英中銀、賛成多数で金利据え置き―1委員が利下げ支持に転換

経済

2024/2/2 10:29

<チェック・ポイント>

●ベイリー総裁、「金利をいつまで現在の水準に維持すべきか検討続ける」

●ベイリー総裁、「フォワードガイダンスから金利上昇のバイアスを削除した」

●BOE、最新経済予測で物価目標の達成時期を25年から26年に1年延期

 イングランド銀行(英中銀、BOE)は1日、金融政策委員会(MPC)の結果を発表し、政策金利を5.25%に据え置くことを9委員中、6対3の賛成多数で決めたことを明らかにした。据え置きは市場の予想通りだった。

 金利据え置きは4会合連続。BOEの利上げサイクルは21年12月から今年8月までの14会合連続で止まったが、現行の5.25%の金利水準は依然、08年2月以来、約16年ぶりの高水準となっている。

 今回の会合では、9人の政策委員のうち、タカ派(インフレ重視の強硬派)のアンドリュー・ベイリー総裁ら6委員が据え置きを支持した一方で、超タカ派のジョナサン・ハスケルとキャサリン・マンの2委員(前回は3委員)がインフレ高止まりの長期化懸念から利上げを主張したが、ハト派のスワティ・ディングラ委員が前回の据え置き支持から利下げ支持に転換、三派に分かれた。ディングラ委員は金融政策の影響が景気とインフレに及んでくるまでのタイムラグを考慮し、直ちに利下げすべきと主張した。

 BOEは声明文で、利上げせず、金利据え置きを決めた理由について、英国経済の景気後退懸念が高まっていることを指摘している。BOEは、「金融政策の制限的なスタンスが実体経済の活動を圧迫し、雇用市場の弱体化につながっている。失業率は上昇する可能性がある」とし、景気後退懸念を強めている。

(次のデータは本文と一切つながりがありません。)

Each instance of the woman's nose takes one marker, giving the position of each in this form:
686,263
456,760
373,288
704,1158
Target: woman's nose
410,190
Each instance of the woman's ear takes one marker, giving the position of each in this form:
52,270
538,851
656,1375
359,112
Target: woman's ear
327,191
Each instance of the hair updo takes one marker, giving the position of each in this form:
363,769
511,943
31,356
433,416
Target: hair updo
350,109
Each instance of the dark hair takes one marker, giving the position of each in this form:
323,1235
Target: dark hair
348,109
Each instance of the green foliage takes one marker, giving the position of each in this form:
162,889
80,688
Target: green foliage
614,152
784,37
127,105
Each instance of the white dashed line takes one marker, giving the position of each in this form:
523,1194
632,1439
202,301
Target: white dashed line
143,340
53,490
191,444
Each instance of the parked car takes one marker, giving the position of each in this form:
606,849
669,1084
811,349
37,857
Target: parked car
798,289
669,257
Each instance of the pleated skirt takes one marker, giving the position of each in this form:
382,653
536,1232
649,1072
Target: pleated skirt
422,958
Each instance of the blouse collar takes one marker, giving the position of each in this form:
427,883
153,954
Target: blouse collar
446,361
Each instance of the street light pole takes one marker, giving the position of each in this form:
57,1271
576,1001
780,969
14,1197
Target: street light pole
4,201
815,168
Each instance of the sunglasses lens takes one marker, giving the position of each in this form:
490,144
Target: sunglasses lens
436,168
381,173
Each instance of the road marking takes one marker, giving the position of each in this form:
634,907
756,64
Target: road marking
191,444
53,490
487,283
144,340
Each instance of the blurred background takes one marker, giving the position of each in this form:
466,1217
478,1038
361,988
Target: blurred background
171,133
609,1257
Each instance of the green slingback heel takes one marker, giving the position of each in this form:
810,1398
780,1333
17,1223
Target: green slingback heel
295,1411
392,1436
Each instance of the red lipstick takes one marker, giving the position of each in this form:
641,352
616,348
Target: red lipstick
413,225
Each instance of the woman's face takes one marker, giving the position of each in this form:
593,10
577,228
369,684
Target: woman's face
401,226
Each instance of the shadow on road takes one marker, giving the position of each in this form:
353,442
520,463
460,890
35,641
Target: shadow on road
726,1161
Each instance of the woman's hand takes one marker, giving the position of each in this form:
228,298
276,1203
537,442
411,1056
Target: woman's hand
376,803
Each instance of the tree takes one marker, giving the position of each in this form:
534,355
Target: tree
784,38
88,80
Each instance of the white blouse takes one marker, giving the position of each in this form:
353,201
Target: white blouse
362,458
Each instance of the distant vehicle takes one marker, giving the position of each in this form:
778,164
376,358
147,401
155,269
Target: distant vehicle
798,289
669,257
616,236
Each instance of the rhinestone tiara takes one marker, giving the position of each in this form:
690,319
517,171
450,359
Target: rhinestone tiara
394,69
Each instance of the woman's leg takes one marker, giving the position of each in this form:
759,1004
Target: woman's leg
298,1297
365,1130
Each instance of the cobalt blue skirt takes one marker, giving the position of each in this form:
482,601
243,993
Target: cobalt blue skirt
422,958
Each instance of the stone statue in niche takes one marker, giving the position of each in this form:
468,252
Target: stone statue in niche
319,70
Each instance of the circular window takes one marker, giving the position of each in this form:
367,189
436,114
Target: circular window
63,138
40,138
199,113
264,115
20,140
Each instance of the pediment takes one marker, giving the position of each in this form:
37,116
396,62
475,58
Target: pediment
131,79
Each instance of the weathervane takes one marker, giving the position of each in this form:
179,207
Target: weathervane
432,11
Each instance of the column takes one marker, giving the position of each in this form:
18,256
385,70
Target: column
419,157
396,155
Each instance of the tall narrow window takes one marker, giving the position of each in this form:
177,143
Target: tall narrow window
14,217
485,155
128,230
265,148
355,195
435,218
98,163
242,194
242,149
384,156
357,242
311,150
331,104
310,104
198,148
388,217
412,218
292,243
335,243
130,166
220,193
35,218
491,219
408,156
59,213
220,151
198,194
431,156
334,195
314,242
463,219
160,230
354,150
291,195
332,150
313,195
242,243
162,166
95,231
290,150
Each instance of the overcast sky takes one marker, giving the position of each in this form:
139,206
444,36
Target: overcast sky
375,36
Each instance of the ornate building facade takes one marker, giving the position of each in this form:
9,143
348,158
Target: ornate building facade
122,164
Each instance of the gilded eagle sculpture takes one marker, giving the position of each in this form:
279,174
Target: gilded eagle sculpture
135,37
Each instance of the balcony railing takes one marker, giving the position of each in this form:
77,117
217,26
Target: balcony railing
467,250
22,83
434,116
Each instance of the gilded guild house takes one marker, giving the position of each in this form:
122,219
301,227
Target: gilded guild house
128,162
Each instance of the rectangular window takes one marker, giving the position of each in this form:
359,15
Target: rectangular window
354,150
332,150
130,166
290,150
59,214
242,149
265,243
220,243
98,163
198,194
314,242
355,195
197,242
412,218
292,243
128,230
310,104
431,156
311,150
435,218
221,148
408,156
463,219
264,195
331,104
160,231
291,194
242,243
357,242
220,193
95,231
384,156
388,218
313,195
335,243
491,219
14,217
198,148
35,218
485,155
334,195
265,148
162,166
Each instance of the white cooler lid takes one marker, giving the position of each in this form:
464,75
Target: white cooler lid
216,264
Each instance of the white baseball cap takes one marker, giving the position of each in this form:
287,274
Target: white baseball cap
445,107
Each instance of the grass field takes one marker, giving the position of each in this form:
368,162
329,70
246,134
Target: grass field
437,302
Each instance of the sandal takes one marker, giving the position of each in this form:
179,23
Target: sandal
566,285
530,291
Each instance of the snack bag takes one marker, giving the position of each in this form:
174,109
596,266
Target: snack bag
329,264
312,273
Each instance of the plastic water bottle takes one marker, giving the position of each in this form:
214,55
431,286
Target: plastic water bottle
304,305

 また、BOEは金利を据え置いた要因として、インフレ上昇リスクが続いていることを挙げている。声明文で、「インフレ率はやや急激に低下した」としたが、「インフレ率は今年4-6月期に一時的に物価目標の2%上昇にまで低下するが、その後、7-9月期と10-12月期に再び上昇すると予想される」とし、年後半からのインフレ上昇リスクを指摘している。

 ベイリー総裁も金融政策決定の発表後の会見で、早期利下げの可能性について、「インフレ率は3月までに3%上昇、4-6月には約2%上昇に低下する可能性があるが、今年末までに再上昇すると予想されている。春にインフレ率が物価目標に戻れば我々の仕事が終わるというほど単純ではない」と述べ、4-6月に物価目標に戻ってもインフレ低下の持続性を示すものではなく一過性とし、早期利下げには慎重な姿勢を示した。

 また、同総裁は今回の会合で、ハト派のディングラ委員が利下げ支持に転換、三派に意見が割れたことに関し、「どれくらいの期間金利を現在の水準に維持すべきか検討し続ける」とした上で、据え置き期間の長さについても、「賃金上昇率や失業率など今後入手可能な経済データ次第だ」とし、また、「地政学的な緊張が高まっており、紅海航路の輸送量が大幅に減少している」とし、インフレリスクを注視する考えを示した。

 ただ、同総裁は、BOEの次の金融政策のステップが利上げか、利下げかについて、「金利上昇のバイアスを削除した」とし、ハト派寄りの姿勢を示した。また、総裁は、「金利の次の動きはおそらく上昇するという以前のガイダンスを撤回したことは良いニュースだ」、さらに、「金融政策がどの程度、制限的であるべきかという問題からどの程度の期間、制限的なスタンスを維持すべきかに問題が変わった」とも述べ、今後、利下げに向けた準備に入ることを示唆した。

 次回の会合は3月21日に開かれる予定。